Il y a des noms qui résonnent différemment d’autres. Goldman Sachs en fait partie. La banque américaine est devenue un mythe pour certains, un mystère pour d’autres, une entité inaccessible. Et pourtant, Goldman Sachs est présente à Paris depuis 1987, les équipes se sont grandement renforcées ces dernières années, notamment après le Brexit. La firme s’est rapprochée, ces dernières années, des entrepreneurs. Céline Méchain co-dirige le bureau de Paris, elle est également co-head de la division Investment Banking pour la France, la Belgique et le Luxembourg.
Forte de 20 d’expérience au sein de Goldman Sachs, Céline Méchain a suivi les évolutions du capital-investissement, l’essor du capital-risque et de la tech. Aujourd’hui, pour Maddyness, elle livre ses perspectives sur l’écosystème. « J’aimerais pouvoir vous dire que nous disposons d’un pipeline majeur de startups prêtes à se coter sur Euronext, mais il est essentiel que les entrepreneurs ne se méprennent pas sur les exigences du marché », analyse Céline Méchain. La Bourse ne sera pas l’avenir immédiat des scaleups.
Maddyness : Céline Méchain, vous êtes co-head du bureau de Paris de Goldman Sachs. Qu’est- ce que cela signifie concrètement ? Quelles sont vos missions types ?
Céline Méchain : Je suis entrée chez Goldman Sachs il y a vingt-sept ans, mais mes premiers pas dans cette institution se sont faits à Londres, au sein des équipes de financement. Je m'occupais de produits structurés, en collaborant étroitement avec des fonds d’investissement ou des corporates, en orchestrant des financements d’acquisition ou de projets variés, tels que la construction d’usines ou de centrales. Forte d’un solide bagage en modélisation financière, je nourrissais déjà une profonde fascination pour tout ce qui voit le jour, ou qui émerge de terre. C’est ainsi que ma carrière a commencé.
En 2004, je suis revenue à Paris, au moment où la vague du capital d'investissement prenait son essor. J’ai alors ressenti qu’il était temps pour moi de faire un pas de côté, de quitter la finance pure pour me tourner vers le conseil. Technicienne dans l’âme, j’aspirais à développer une dimension plus commerciale dans mon expertise.
L’un de mes combats chez Goldman Sachs, il y a vingt ans – une problématique heureusement moins d’actualité aujourd’hui – était de défendre l’idée que nos services devaient être aussi accessibles aux fonds d'investissement qu’aux grandes entreprises du CAC 40. Mon instinct, guidé par mon expérience en financement, m’avait fait entrevoir l’ampleur des besoins croissants en financement et en conseil, sous toutes leurs formes, émanant de ces fonds. À l’époque, les fonds d’investissement étaient encore incarnés par quelques pionniers français du capital-investissement, comme LBO France, Wendel ou Paribas Affaires Industrielles. Aujourd’hui, le paysage s’est élargi et plus aucune banque ne remet en question l’importance de soutenir cette clientèle. Ces fonds sont désormais des partenaires à part entière, tout comme les fonds de capital-risque, qui étaient alors en pleine émergence. Mon ressenti d’alors s’est avéré juste.

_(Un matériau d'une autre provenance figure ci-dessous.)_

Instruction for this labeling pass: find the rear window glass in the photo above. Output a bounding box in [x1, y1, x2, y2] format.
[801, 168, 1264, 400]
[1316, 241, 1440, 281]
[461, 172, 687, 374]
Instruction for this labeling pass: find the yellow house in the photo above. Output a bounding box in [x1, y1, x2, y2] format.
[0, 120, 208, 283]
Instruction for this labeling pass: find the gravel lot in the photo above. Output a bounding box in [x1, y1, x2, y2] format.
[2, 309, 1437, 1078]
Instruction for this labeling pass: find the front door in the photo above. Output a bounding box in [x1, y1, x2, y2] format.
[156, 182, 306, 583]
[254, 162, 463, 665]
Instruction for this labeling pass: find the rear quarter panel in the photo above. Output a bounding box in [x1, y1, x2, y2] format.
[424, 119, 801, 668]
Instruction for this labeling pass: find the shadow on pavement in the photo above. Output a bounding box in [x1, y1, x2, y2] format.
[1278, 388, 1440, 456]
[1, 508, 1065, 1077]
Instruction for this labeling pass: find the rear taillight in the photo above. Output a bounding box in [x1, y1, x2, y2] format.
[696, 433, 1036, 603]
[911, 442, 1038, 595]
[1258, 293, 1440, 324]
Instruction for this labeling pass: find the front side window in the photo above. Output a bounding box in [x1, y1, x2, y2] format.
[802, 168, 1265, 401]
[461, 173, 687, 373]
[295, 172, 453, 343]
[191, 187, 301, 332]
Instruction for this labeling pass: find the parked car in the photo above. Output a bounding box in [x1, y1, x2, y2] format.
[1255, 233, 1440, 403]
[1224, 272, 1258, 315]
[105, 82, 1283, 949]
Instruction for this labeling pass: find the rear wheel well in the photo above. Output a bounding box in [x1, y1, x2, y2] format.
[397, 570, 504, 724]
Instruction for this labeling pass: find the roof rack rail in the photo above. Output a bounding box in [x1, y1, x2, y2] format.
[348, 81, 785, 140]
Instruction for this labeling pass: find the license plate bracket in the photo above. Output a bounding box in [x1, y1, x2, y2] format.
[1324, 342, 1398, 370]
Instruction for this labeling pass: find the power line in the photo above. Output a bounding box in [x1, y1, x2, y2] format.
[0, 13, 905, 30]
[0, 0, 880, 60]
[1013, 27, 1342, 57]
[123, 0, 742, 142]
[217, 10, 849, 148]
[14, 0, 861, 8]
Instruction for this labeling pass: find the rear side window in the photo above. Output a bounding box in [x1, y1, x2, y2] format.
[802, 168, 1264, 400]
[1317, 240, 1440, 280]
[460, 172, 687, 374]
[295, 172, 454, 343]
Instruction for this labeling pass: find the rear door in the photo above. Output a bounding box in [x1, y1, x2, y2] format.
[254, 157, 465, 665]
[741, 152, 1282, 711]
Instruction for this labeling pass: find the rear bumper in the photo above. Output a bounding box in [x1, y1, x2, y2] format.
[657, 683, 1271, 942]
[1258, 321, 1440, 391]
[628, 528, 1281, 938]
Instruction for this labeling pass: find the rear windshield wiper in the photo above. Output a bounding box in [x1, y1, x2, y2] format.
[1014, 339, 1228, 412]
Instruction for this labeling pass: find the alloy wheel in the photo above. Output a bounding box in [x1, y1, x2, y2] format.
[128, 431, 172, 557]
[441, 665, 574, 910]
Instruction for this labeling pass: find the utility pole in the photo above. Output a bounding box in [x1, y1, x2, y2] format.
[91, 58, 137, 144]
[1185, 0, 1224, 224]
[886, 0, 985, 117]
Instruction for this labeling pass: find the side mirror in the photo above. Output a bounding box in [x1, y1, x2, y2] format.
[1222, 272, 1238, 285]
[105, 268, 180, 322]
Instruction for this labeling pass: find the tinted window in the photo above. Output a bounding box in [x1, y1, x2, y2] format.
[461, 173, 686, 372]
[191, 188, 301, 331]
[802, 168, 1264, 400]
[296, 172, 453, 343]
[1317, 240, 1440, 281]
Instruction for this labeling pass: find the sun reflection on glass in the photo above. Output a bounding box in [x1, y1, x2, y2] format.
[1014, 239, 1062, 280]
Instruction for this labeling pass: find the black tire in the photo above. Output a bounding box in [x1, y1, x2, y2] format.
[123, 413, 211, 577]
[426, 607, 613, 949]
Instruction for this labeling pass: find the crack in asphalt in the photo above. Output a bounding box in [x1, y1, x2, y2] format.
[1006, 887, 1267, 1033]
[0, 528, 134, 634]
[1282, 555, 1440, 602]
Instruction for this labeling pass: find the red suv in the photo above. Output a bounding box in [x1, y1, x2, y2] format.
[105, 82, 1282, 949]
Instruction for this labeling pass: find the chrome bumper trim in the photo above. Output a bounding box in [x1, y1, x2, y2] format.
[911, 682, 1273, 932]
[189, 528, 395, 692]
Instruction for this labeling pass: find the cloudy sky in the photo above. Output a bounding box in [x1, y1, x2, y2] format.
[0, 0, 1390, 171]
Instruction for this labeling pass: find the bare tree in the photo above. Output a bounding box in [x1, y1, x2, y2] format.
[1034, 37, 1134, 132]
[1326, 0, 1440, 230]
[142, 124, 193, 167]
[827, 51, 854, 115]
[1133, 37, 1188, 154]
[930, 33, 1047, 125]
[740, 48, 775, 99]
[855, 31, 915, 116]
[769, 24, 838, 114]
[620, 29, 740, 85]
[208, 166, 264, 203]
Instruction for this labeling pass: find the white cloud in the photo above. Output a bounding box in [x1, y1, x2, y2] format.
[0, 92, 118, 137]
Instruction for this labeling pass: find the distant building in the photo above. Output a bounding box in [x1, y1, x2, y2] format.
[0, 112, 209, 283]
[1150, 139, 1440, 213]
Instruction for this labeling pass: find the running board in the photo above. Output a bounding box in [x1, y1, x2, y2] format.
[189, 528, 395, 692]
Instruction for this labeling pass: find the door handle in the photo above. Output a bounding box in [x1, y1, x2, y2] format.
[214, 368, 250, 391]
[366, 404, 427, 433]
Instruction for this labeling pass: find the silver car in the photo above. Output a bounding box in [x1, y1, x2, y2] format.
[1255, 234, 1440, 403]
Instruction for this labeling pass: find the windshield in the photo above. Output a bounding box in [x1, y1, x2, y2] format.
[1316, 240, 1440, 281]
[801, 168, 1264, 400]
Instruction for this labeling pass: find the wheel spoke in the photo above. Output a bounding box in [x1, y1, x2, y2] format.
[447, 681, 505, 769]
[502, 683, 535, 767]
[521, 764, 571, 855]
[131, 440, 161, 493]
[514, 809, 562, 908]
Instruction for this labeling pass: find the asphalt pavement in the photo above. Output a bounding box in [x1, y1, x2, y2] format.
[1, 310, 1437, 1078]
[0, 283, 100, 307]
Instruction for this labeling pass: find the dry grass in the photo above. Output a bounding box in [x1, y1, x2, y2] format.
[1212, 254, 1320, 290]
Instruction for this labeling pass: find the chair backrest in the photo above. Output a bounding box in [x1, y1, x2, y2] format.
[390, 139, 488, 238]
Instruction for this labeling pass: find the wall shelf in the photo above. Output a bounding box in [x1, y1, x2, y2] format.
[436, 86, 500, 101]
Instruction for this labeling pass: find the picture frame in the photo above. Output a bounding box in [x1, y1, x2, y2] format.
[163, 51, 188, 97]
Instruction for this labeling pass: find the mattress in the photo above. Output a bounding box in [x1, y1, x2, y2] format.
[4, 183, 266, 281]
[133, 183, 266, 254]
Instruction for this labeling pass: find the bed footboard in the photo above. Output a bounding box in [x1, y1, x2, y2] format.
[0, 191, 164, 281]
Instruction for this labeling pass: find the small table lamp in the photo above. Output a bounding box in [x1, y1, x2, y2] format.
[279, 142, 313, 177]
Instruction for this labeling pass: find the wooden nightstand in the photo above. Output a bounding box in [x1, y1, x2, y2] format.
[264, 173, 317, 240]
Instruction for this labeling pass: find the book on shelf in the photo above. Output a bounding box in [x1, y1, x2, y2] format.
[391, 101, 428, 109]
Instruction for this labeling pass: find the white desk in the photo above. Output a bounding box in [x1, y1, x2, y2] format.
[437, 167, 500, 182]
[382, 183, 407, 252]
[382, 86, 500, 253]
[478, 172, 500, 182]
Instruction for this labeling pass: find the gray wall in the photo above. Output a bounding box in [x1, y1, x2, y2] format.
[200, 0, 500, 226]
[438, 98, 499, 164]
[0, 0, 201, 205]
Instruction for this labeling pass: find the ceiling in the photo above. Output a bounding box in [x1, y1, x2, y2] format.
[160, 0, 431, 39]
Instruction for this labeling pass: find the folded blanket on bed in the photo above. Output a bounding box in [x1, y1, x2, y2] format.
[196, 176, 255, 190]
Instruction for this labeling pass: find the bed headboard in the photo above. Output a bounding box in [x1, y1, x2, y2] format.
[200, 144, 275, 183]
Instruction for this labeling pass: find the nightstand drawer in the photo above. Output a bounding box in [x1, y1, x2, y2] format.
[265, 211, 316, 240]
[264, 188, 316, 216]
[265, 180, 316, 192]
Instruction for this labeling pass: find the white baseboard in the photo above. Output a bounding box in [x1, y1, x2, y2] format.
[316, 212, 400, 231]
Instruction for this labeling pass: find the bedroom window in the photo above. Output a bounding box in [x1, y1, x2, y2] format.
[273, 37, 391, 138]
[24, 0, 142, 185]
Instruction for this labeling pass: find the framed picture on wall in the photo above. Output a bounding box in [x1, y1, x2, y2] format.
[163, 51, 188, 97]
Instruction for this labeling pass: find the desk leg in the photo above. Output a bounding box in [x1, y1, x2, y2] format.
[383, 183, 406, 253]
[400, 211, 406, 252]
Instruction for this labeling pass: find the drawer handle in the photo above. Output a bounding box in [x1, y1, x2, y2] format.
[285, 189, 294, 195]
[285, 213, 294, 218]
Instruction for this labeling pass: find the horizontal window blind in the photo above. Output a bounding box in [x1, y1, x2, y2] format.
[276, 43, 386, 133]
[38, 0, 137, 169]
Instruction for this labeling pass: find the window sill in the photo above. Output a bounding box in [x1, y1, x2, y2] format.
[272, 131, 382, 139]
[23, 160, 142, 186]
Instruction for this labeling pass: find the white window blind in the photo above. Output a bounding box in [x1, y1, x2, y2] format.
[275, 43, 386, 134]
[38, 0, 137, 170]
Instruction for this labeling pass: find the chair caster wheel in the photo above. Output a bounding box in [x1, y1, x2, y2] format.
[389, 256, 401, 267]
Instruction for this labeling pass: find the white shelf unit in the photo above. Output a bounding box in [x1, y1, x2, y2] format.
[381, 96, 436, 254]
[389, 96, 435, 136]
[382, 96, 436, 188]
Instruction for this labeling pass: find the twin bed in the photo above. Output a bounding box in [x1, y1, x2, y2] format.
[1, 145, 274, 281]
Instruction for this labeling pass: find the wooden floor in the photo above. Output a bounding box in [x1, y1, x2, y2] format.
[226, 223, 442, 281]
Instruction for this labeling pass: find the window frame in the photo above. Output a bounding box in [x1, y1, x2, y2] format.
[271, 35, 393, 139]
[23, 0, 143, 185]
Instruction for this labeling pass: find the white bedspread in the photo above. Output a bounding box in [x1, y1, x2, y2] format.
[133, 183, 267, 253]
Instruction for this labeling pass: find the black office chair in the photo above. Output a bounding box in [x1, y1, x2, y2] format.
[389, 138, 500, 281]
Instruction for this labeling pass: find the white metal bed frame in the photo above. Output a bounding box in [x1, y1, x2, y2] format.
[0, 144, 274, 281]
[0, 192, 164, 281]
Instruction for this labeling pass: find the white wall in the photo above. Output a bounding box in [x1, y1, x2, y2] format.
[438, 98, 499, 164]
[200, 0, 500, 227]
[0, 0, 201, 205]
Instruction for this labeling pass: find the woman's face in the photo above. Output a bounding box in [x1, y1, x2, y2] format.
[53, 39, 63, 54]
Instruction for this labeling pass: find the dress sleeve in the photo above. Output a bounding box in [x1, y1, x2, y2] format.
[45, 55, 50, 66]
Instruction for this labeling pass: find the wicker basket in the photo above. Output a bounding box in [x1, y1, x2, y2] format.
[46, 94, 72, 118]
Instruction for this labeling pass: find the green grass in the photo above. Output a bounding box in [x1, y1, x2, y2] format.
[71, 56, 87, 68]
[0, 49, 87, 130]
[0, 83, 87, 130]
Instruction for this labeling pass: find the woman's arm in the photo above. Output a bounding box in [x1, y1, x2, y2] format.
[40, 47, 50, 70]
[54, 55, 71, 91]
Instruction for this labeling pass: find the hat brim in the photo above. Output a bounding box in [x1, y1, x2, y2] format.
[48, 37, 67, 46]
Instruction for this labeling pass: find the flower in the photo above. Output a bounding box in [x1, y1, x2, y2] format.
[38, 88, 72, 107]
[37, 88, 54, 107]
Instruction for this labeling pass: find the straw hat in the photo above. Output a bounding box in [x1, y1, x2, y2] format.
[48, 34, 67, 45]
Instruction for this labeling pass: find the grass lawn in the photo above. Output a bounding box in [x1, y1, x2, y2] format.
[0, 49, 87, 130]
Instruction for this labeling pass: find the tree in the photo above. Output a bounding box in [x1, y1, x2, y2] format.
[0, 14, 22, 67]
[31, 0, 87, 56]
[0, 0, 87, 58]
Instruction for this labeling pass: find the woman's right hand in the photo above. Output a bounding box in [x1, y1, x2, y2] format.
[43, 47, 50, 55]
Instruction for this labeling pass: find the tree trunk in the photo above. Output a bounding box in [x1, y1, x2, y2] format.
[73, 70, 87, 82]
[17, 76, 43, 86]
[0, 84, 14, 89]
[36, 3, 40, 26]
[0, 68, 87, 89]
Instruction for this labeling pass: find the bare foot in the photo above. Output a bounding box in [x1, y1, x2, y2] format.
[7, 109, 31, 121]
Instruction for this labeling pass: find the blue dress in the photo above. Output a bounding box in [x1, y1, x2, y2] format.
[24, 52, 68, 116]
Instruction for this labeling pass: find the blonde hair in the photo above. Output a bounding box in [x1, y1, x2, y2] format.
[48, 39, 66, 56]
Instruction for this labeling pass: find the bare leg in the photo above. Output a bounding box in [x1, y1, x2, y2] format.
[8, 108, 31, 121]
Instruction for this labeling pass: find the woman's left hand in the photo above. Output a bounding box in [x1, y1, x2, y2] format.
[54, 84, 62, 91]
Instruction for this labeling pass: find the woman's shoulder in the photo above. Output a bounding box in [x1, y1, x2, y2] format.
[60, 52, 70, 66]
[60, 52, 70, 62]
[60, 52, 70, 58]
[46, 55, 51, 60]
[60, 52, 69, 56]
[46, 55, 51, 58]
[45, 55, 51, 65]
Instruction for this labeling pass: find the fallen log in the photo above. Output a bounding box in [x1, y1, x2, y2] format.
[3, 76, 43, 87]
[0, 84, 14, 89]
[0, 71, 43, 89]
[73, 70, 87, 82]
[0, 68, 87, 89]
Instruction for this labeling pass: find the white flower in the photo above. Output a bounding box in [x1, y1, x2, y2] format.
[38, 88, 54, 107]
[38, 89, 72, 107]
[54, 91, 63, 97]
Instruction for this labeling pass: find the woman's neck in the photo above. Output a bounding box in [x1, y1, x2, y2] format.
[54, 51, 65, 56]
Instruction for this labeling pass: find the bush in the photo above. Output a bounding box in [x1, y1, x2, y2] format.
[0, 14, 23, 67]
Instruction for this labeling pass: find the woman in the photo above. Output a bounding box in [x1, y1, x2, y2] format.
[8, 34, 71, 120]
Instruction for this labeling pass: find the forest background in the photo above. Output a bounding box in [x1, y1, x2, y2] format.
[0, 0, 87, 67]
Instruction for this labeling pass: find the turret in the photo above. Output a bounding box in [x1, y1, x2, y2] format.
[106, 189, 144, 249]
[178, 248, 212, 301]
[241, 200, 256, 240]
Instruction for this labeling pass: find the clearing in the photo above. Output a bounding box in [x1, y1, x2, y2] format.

À mon retour à Paris en 2004, j’ai intégré les équipes de conseil à un moment charnière: Goldman Sachs fusionnait alors ses départements de conseil et de financement pour donner naissance à l’Investment Banking Division. Ma carrière s’est inscrite dans la montée en puissance de cette activité, et en 2016, j’ai eu l’honneur de devenir partner.
Mon ADN professionnel reste ancré dans l’accompagnement des investisseurs – qu’ils soient Venture, Family Offices, Souverains ou fonds de private equity – tout autant que dans le soutien aux entreprises dans lesquelles ils choisissent d’investir. Avec le temps, ces sociétés deviennent souvent des clients de Goldman Sachs. L’entrepreneuriat a toujours occupé une place centrale dans mon parcours même si je m’occupe aussi de quelques grands groupes.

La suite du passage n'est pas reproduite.